Ao prestar depoimento no Tribunal Superior Eleitoral (TSE), o marqueteiro João Santana e sua esposa Mônica Moura confirmaram, segundo os fatos noticiados, que a então candidata Dilma Rousseff (PT) tinha pleno conhecimento dos pagamentos ilícitos feitos em sua campanha eleitoral. Em pronta resposta, a ex-presidente emitiu nota dizendo que os depoentes “faltaram com a verdade”. Sim, a política no Brasil virou uma grande mentira. E não será uma retórica vazia – flagrantemente desviada de nossa triste realidade corrompida – que resgatará a credibilidade da vida pública nacional.
A receita é simples: chega de cinismo porque as pessoas estão cansadas de serem enganadas. Ninguém espera milagres da política, mas a democracia traz consigo o sincero desejo interior de querer acreditar nas lideranças públicas. Eis aí o maior crime político dos atuais canalhas de plantão: estão matando o sentimento de esperança que eleva o ideal democrático e que faz da política o espaço de realização do bem comum.
Se quisermos resgatar a respeitabilidade das instituições nacionais, temos que recompor o imperativo da verdade na ação política responsável. Aqui, a memória lança luzes sobre a histórica entrevista de Václav Havel, publicada pelo Le Monde em abril de 1983; após passar quase quatro anos preso por ter cometido o “delito” de se opor ao regime comunista tcheco, Havel revelou que, antes de fazer parte de uma ideologia, doutrina ou partido, ele meramente optou pelo lado da verdade contra a mentira.
Chega. É preciso acabar com a farsa da política brasileira. Os discursos são uma mentira; as contas de campanha são uma mentira; os partidos são uma mentira; e os políticos, em larga medida, são uma mentira corrupta. Enfim, não há como ter uma democracia autêntica nesse palco de falsidades venais. Por tudo, a corrosão do tecido político brasileiro exige uma nova postura cívica de nossa parte. Não adianta só ficar revoltado no sofá e pensar que a política irá mudar por críticas inflamadas. Não, definitivamente não. Palavras são importantes, mas o que muda a política são as ações concretas.
A retomada da credibilidade na vida pública nacional pressupõe, além de um discurso pautado por premissas de verdade, o surgir de lideranças exemplares e virtuosas.
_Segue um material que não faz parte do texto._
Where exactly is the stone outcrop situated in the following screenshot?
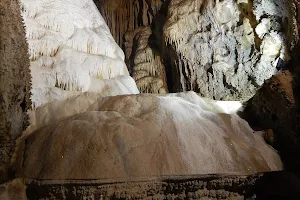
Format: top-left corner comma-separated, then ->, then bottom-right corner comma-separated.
244,56 -> 300,176
16,92 -> 282,180
95,0 -> 298,101
21,0 -> 138,108
0,0 -> 30,182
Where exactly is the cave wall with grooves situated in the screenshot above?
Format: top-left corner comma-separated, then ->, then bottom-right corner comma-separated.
0,0 -> 30,183
95,0 -> 298,101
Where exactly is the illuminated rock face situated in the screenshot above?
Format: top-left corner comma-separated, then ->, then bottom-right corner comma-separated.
95,0 -> 298,100
164,0 -> 296,100
15,0 -> 282,180
22,0 -> 138,107
18,92 -> 282,180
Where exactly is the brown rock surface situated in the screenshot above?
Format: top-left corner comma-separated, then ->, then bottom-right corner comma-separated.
245,70 -> 300,174
0,0 -> 30,182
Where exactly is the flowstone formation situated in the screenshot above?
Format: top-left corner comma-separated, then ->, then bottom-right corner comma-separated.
95,0 -> 298,101
16,92 -> 282,181
14,0 -> 282,181
21,0 -> 138,108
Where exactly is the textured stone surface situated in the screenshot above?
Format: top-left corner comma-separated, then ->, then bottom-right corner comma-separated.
0,179 -> 27,200
21,0 -> 138,107
164,0 -> 297,100
16,92 -> 282,180
95,0 -> 298,101
245,69 -> 300,176
26,172 -> 300,200
0,0 -> 30,182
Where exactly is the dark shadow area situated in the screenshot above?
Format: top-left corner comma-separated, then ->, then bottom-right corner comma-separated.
26,172 -> 300,200
148,0 -> 182,93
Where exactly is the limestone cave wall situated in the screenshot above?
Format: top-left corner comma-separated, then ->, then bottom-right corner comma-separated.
0,0 -> 30,182
95,0 -> 298,101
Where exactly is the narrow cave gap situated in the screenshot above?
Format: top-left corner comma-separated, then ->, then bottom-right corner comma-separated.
148,0 -> 183,93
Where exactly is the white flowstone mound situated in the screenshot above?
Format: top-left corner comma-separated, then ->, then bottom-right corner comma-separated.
19,92 -> 282,179
21,0 -> 136,107
164,0 -> 298,101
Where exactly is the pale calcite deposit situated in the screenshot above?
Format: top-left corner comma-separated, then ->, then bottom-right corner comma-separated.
18,92 -> 282,180
164,0 -> 297,100
14,0 -> 282,180
95,0 -> 298,101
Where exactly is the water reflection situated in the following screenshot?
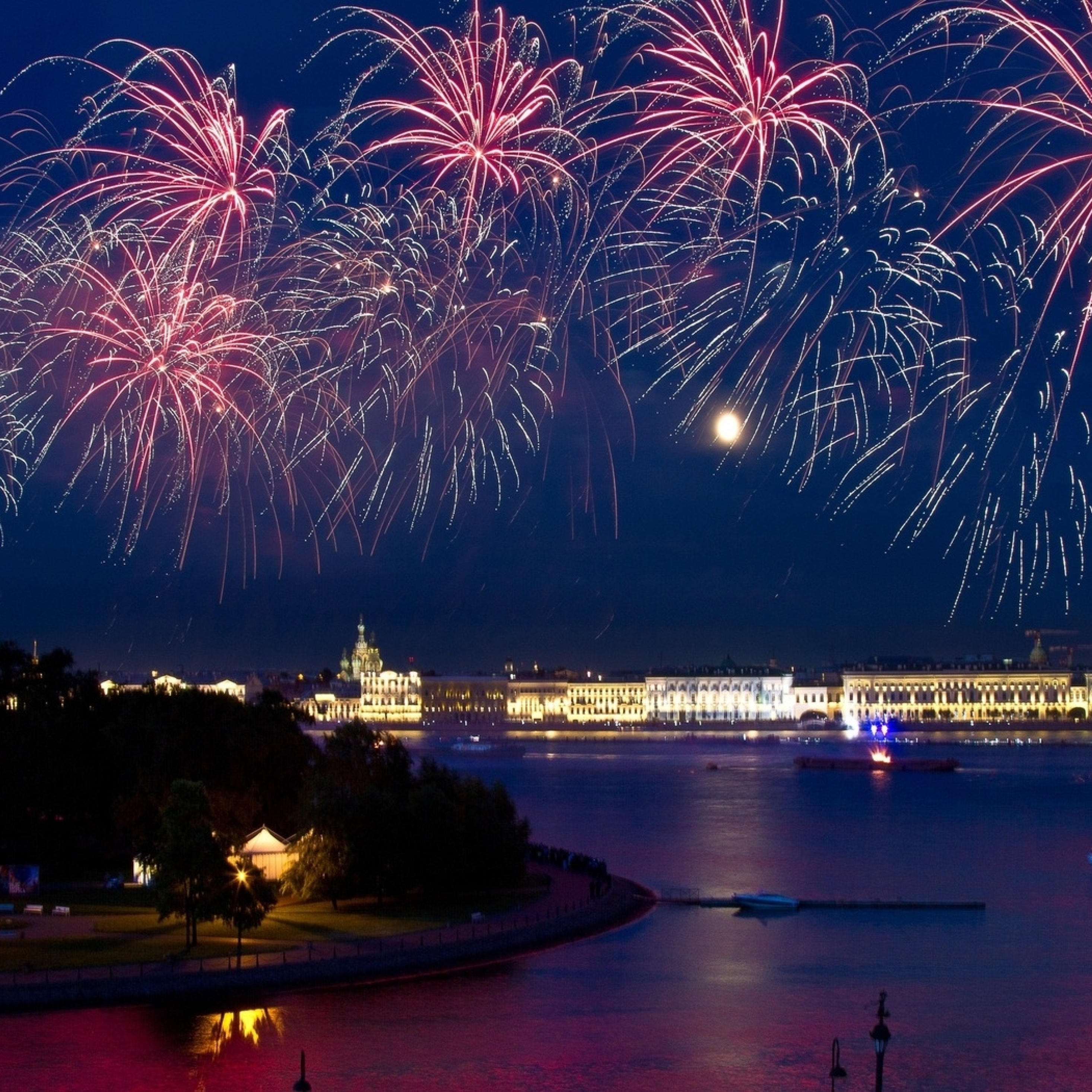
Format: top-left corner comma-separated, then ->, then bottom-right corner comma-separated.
190,1008 -> 284,1058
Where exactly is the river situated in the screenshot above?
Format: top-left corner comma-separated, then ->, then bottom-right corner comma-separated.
6,738 -> 1092,1092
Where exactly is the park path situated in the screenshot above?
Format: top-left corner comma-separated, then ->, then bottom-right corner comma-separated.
0,864 -> 654,1011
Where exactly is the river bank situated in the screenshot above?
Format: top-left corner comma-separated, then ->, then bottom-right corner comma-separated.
0,868 -> 655,1012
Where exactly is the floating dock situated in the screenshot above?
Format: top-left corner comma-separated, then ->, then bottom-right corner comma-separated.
657,891 -> 986,914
Infelizmente, a acintosa indignidade política que marca a presente quadra histórica está criando um clima de ceticismo generalizado: as pessoas estão começando a duvidar de tudo e não acreditam mais em ninguém. O grave é que esse vazio de confiança democrática pode vir a ser preenchido pelos piores populismos, comprometendo a realização eficaz dos direitos da liberdade.
Em tempos de outrora, foi dito que se o voto resolvesse os nossos problemas, seria considerado ilegal. Sim, votar é essencial, mas está longe de ser uma condição suficiente à democracia plena. Aliás, os recentes casos de corrupção que enojam os brasileiros de bem são a prova viva de que as eleições podem ser transformadas em um decadente jogo de cartas marcadas. Os donos do poder não brincam em serviço. Uma vez concedido o direito de voto, foi preciso controlar o resultado das urnas. Para tanto, bastou comprar uma maioria parlamentar de empreitada que pelas benesses da política aceitam qualquer negócio. Dito e feito. Ao invés de eleições dignas, passamos a ter um grande cassino eleitoral.
A classe política que aí está não tem salvação; são filhos de um modelo patrimonialista estúpido que escravizou a cidadania brasileira na senzala da indecência absoluta. Novos tempos e hábitos hão de surgir, mas teremos que fazer uma inevitável travessia. Se geração de Tancredo, Montoro, Ulysses, Covas, Brossard e tantos outros lutaram pela redemocratização do Brasil, cabe a nós dar cores de verdade a esse ideal que anda tão cinzento. Não será fácil, mas valerá a pena, pois são, nos desafios do presente, que a humanidade encontra forças para fazer do impossível uma oportunidade real.
Ou seremos tão covardes a ponto de desistir sem tentar?